Talk in Washington of economic stimulus helped boost retail stocks this week, but those stocks could turn south if consumers do not spend the money they get.
President George W. Bush on Friday called for a package of tax cuts and other measures totaling 1 percent of gross domestic product -- roughly $140 billion -- to help shore up a U.S. economy battered by a deteriorating housing market, a credit crisis and surging oil prices.
We've already seen a positive impact from the speculation that we might get some stimulus package passed, said Janna Sampson, co-chief investment officer at OakBrook Investments, which manages about $1.125 billion in assets, including Home Depot Inc and Wal-Mart Stores Inc.
The measures being considered by lawmakers include tax rebates, incentives for businesses and extending unemployment benefits, but specific details have not been hashed out yet.
Expectations a stimulus was on the way helped send the Standard & Poor's Retail index .RLX up almost 2 percent this week, outperforming the broader Standard & Poor's 500 .SPX, which is down almost 6 percent.
The retailers that have been the most beaten up during the past year as consumer confidence faded are up even more. Home Depot, for example, is up more than 6 percent, as is department store operator Macy's Inc.
But those gains could be reversed if the Congress and the White House cannot agree on the kind of stimulus to enact in an election year.
And investors on the sidelines likely missed the initial bump in shares this week.
You have missed the speculation pop, most definitely. Sampson said. Now, if it doesn't get enacted, there's risk.
The measure that could have the most immediate impact is a tax rebate because a rebate immediately puts cash in the hands of consumers, analysts said.
Rebates could help boost retail sales, especially at lower- priced outlets such as Wal-Mart and dollar stores, whose customers are more likely to be living paycheck-to-paycheck and who need the extra cash.
If it is targeted to lower income and middle income households, it is spent, said Asha Bangalore, an economist at Northern Trust.
In fact, in 2001 some retailers, including Wal-Mart, let customers cash rebate checks in stores in the hope they would spend the money there and then.
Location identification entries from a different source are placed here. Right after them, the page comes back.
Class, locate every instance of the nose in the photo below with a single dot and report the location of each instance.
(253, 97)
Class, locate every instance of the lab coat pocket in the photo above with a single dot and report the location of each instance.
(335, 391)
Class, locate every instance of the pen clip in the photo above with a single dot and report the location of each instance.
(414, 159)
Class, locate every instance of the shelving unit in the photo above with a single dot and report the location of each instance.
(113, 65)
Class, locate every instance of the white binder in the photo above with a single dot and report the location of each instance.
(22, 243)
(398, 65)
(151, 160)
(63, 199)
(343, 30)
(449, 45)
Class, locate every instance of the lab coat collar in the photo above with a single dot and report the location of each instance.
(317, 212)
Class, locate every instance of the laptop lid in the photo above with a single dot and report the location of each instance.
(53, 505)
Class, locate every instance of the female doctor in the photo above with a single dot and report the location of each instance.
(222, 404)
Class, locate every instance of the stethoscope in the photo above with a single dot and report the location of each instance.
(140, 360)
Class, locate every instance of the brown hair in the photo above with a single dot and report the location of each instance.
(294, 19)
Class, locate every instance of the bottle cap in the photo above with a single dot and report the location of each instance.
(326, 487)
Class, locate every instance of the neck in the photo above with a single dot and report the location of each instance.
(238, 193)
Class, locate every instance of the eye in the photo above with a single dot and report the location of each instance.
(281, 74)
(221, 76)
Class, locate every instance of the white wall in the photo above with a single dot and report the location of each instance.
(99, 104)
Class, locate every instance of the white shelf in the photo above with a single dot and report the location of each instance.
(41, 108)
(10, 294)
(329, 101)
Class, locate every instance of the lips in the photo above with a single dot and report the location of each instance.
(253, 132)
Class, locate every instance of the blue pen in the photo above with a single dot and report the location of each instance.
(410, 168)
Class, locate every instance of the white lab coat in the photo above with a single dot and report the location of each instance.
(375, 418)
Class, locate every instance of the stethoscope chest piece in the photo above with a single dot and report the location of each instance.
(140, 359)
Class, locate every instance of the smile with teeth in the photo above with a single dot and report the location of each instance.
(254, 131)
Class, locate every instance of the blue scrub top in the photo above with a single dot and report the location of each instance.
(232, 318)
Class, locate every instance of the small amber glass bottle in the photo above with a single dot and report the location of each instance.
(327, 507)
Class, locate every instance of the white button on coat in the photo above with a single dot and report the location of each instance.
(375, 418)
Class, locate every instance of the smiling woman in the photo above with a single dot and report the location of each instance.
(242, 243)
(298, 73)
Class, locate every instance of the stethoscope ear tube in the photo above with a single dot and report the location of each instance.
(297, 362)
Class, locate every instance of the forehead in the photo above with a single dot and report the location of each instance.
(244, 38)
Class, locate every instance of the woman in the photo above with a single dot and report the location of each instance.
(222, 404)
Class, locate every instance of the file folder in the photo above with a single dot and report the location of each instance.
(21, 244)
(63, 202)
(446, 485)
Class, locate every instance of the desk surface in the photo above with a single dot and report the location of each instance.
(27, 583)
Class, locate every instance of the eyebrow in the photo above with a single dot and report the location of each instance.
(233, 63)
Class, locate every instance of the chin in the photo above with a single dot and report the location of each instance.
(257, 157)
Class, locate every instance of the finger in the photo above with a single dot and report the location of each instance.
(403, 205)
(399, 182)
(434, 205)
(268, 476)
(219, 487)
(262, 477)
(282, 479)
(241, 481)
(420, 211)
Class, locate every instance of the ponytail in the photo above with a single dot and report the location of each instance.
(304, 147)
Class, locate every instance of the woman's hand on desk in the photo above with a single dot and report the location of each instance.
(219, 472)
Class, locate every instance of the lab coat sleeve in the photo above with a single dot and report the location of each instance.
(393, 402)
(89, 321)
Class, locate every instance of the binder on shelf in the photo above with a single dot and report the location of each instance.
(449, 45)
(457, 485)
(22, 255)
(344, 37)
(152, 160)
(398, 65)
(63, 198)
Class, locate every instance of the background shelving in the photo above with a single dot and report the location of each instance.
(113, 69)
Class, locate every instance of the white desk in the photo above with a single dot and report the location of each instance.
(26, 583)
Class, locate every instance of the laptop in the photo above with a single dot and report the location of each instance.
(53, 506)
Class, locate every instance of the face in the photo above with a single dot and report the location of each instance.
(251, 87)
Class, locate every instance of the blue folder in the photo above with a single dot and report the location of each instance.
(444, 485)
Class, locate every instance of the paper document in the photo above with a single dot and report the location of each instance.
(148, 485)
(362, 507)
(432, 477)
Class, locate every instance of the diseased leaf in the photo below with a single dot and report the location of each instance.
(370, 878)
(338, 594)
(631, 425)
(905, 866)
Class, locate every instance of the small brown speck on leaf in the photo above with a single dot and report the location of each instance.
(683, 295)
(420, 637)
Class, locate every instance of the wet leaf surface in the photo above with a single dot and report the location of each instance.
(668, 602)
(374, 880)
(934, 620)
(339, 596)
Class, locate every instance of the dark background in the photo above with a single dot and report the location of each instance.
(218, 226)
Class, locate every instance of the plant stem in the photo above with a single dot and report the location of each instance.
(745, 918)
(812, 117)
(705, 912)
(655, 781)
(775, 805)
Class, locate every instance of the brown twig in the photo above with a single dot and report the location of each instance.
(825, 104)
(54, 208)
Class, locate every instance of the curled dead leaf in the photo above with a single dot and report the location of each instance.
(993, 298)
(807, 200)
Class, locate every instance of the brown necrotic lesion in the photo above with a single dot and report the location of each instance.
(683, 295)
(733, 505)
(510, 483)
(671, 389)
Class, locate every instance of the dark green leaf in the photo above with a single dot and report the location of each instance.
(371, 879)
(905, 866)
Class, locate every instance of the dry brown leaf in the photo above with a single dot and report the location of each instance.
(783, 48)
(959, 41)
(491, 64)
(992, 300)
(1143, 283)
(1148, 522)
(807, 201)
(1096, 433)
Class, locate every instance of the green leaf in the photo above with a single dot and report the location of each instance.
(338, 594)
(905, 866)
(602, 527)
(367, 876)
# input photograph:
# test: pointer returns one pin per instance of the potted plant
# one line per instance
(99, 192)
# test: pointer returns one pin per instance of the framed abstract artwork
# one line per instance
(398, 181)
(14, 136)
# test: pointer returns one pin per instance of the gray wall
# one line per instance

But the percentage of a rebate consumers actually do spend is a question. The Congressional Budget Office -- the nonpartisan budget analysis agency for Congress -- this month cited a report showing that households spent between 20 percent and 40 percent of the tax rebates of 2001 in the quarter they were received, and about two-thirds cumulatively by the end of the next quarter.
But Carl Steidtmann, chief economist at consulting firm Deloitte, has argued the current trouble in the economy has little to do with consumer incomes and more to do with falling home values and consumer bank debt.
It's a balance sheet problem, it's not an income statement problem, he said. Ultimately, you've got to have the prices of housing come down to basically stimulate the market again.
Federal Reserve rate cuts could help spur home sales if they translate into lower mortgage rates for buyers, he added.
But the effect of rate cuts takes time to filter into the economy -- six months or longer, economists said.
The way (Fed) monetary policy works, the decision is made quick, but the impact on the economy has a longer lag, Bangalore said.
In the meantime, a rebate could help bridge the gap until lower rates stimulate the economy.
I think the idea behind this would be to provide a short, quick, pop to kind of tide us over, Sampson said.
Once you know the actual (details of the stimulus package) and it passes, then you may see some outperformance by those stocks that would stand to benefit the most, she added, citing retailers such as Home Depot and Macy's that were hit the hardest when retail spending slowed.
If that is the case, retailer shares -- and not just those of low-priced retailers -- could continue to rise.